Testing and evidencing the frenetic changes in NHS policymaking are as common as hen’s teeth. Consequently, there is little evidence of productivity improvements and widespread tacit acknowledgement of cost-cutting
All this is accompanied by redisorganisation, or musical chairs. CCGs are focused on the 119 criteria which consume their managerial attention in order to acquire authorisation from the NCB. These efforts are nicely inflating the incomes of folk such as Hay Associates training all CCG operatives hopefully to be better managers and Ipsos MORI doing often unhelpful 360 degree assessments of local attitudes to emerging CCGs (with inadequate response sample sizes).
It is pertinent to repeat what the 1979 Royal Commission concluded about the first NHS redisorganisation in 1974. The Royal Commission judged that it produced “an immense amount of administrative work in preparation for the new machinery; disruption of ordinary work, both before and after reorganisation caused by the need to prepare and implement the changes; the breakdown of well-established formal and informal networks; the loss of experienced staff through early retirement and resignation; the stresses and strains on some staff of having to compete for new jobs”.
Does this sound familiar for those being redisorganised today? This of course could never happen again. Sadly but unsurprisingly, boomerang health policy rules.

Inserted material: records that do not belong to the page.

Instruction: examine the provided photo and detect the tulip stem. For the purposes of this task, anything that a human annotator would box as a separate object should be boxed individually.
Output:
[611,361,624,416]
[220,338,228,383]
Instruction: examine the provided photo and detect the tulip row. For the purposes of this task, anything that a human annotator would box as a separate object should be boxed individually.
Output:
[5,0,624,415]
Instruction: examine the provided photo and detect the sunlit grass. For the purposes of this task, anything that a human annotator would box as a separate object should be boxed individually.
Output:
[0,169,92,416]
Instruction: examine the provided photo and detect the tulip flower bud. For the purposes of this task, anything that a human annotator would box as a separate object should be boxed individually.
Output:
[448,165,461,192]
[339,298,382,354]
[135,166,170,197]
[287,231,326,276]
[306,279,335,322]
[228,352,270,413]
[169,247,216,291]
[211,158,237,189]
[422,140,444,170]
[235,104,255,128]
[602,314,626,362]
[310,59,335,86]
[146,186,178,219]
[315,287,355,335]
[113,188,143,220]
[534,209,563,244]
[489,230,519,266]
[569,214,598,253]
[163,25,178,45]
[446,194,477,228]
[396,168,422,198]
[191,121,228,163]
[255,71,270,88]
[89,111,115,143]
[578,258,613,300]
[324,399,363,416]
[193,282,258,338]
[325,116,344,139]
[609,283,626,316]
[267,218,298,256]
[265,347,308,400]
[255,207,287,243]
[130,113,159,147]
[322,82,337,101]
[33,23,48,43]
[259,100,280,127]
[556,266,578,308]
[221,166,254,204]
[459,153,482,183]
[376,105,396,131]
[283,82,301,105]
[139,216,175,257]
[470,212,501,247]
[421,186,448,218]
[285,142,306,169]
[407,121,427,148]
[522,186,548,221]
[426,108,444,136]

For the NHS to survive and prosper in the increasingly stormy waters of austerity and Coalition naivety, greater intelligence and courage are required from all working in the NHS.
Labour’s promise to hand over the NHS to local government merely repeats the mistakes of the past: where’s the evidence for such nonsense? Let us be sceptical of the siren songs of the purveyors of zombies and unicorns in Nirvania – also known as Whitehall Village, the NCB, politics and the dafter ‘think’ tanks.
We should always remember and celebrate that “scepticism is dangerous. That’s exactly its function. It is the business of scepticism to be dangerous. And that is why there is a great reluctance to teach it in schools” (Carl Sagan). Likewise in universities, and likewise in medical schools.